The isolation of morphologically intact and biologically active extracellular vesicles from the secretome of cancer-associated adipose tissue.

作者信息

Jeurissen Sarah, Vergauwen Glenn, Van Deun Jan, Lapeire Lore, Depoorter Victoria, Miinalainen Ilkka, Sormunen Raija, Van den Broecke Rudy, Braems Geert, Cocquyt Véronique, Denys Hannelore, Hendrix An

机构信息

a Laboratory of Experimental Cancer Research , Department of Radiation Oncology and Experimental Cancer Research, Ghent University , Ghent , Belgium.

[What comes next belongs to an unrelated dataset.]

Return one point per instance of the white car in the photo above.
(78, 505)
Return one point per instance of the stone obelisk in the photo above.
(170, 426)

b Department of Medical Oncology and Department of Gynaecology , Ghent University Hospital , Ghent , Belgium.

出版信息

Cell Adh Migr. 2017 Mar 4;11(2):196-204. doi: 10.1080/19336918.2017.1279784. Epub 2017 Feb 1.

Abstract

Breast cancer cells closely interact with different cell types of the surrounding adipose tissue to favor invasive growth and metastasis. Extracellular vesicles (EVs) are nanometer-sized vesicles secreted by different cell types that shuttle proteins and nucleic acids to establish cell-cell communication. To study the role of EVs released by cancer-associated adipose tissue in breast cancer progression and metastasis a standardized EV isolation protocol that obtains pure EVs and maintains their functional characteristics is required. We implemented differential ultracentrifugation as a pre-enrichment step followed by OptiPrep density gradient centrifugation (dUC-ODG) to isolate EVs from the conditioned medium of cancer-associated adipose tissue. A combination of immune-electron microscopy, nanoparticle tracking analysis (NTA) and Western blot analysis identified EVs that are enriched in flotillin-1, CD9 and CD63, and sized between 20 and 200 nm with a density of 1.076-1.125 g/ml. The lack of protein aggregates and cell organelle proteins confirmed the purity of the EV preparations. Next, we evaluated whether dUC-ODG isolated EVs are functionally active. ZR75.1 breast cancer cells treated with cancer-associated adipose tissue-secreted EVs from breast cancer patients showed an increased phosphorylation of CREB. MCF-7 breast cancer cells treated with adipose tissue-derived EVs exhibited a stronger propensity to form cellular aggregates. In conclusion, dUC-ODG purifies EVs from conditioned medium of cancer-associated adipose tissue, and these EVs are morphologically intact and biologically active.

摘要

乳腺癌细胞与周围脂肪组织的不同细胞类型密切相互作用,以促进侵袭性生长和转移。细胞外囊泡(EVs)是由不同细胞类型分泌的纳米级囊泡,可运输蛋白质和核酸以建立细胞间通讯。为了研究癌症相关脂肪组织释放的细胞外囊泡在乳腺癌进展和转移中的作用,需要一种标准化的细胞外囊泡分离方案,以获得纯净的细胞外囊泡并保持其功能特性。我们采用差速超速离心作为预富集步骤,随后进行OptiPrep密度梯度离心(dUC-ODG),从癌症相关脂肪组织的条件培养基中分离细胞外囊泡。免疫电子显微镜、纳米颗粒跟踪分析(NTA)和蛋白质印迹分析相结合,鉴定出富含 flotillin-1、CD9和CD63的细胞外囊泡,其大小在20至200纳米之间,密度为1.076-1.125克/毫升。缺乏蛋白质聚集体和细胞器蛋白证实了细胞外囊泡制剂的纯度。接下来,我们评估了dUC-ODG分离的细胞外囊泡是否具有功能活性。用乳腺癌患者癌症相关脂肪组织分泌的细胞外囊泡处理的ZR75.1乳腺癌细胞显示CREB磷酸化增加。用脂肪组织来源的细胞外囊泡处理的MCF-7乳腺癌细胞表现出更强的形成细胞聚集体的倾向。总之,dUC-ODG从癌症相关脂肪组织的条件培养基中纯化细胞外囊泡,并且这些细胞外囊泡在形态上完整且具有生物活性。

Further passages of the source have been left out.